Optimize User Privilege Escalation for Windows with Scalefusion OneIdP
Scalefusion OneIdP provides organizations with robust identity and access management capabilities. It allows organizations to gain full control over user privilege elevation by offering time-based admin access, preventing users from obtaining extended admin access, securing data, and maintaining system integrity.
To learn more about Just-In-Time Admin Access for Windows contact our experts or schedule a free demo today.
References
2. Verizon
FAQs
Why is JIT Access important for Windows environments?
JIT Access enhances security by limiting the time a user has elevated privileges, minimizing the risk of misuse, accidental changes, or exploitation of administrative credentials on Windows devices.
How does Just-in-Time Access work on Windows devices?

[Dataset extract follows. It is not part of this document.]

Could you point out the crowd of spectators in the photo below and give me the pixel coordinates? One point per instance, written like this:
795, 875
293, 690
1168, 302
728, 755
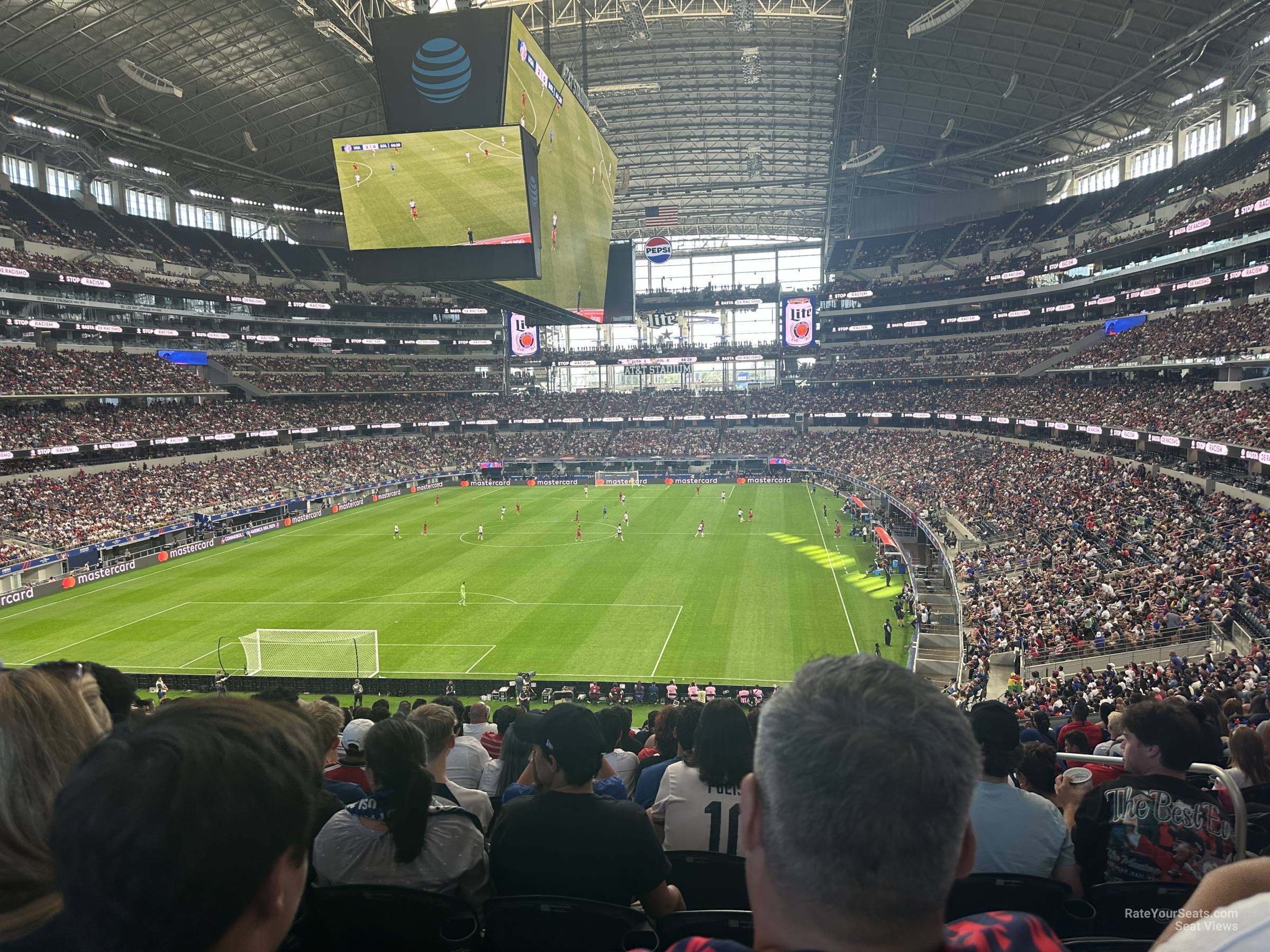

JIT Access on Windows devices involves granting temporary administrative rights to users or service accounts for specific tasks. After the task is completed or a defined time period ends, access is automatically revoked.
What are the key benefits of implementing JIT Access in a Windows environment?
The main benefits include reducing the attack surface for potential cyber threats, preventing the misuse of elevated privileges, and enhancing compliance with security policies and standards.
How can JIT Access reduce the risks of privileged accounts in Windows systems?
By limiting the duration and scope of privileged access, JIT Access significantly reduces the risk associated with long-term administrative privileges, which are often targets for attackers.
How does Just-in-Time Access help in regulatory compliance?
JIT Access helps organizations meet regulatory requirements by enforcing strict access controls, reducing the risk of unauthorized access, and ensuring audit trails of all privileged activities.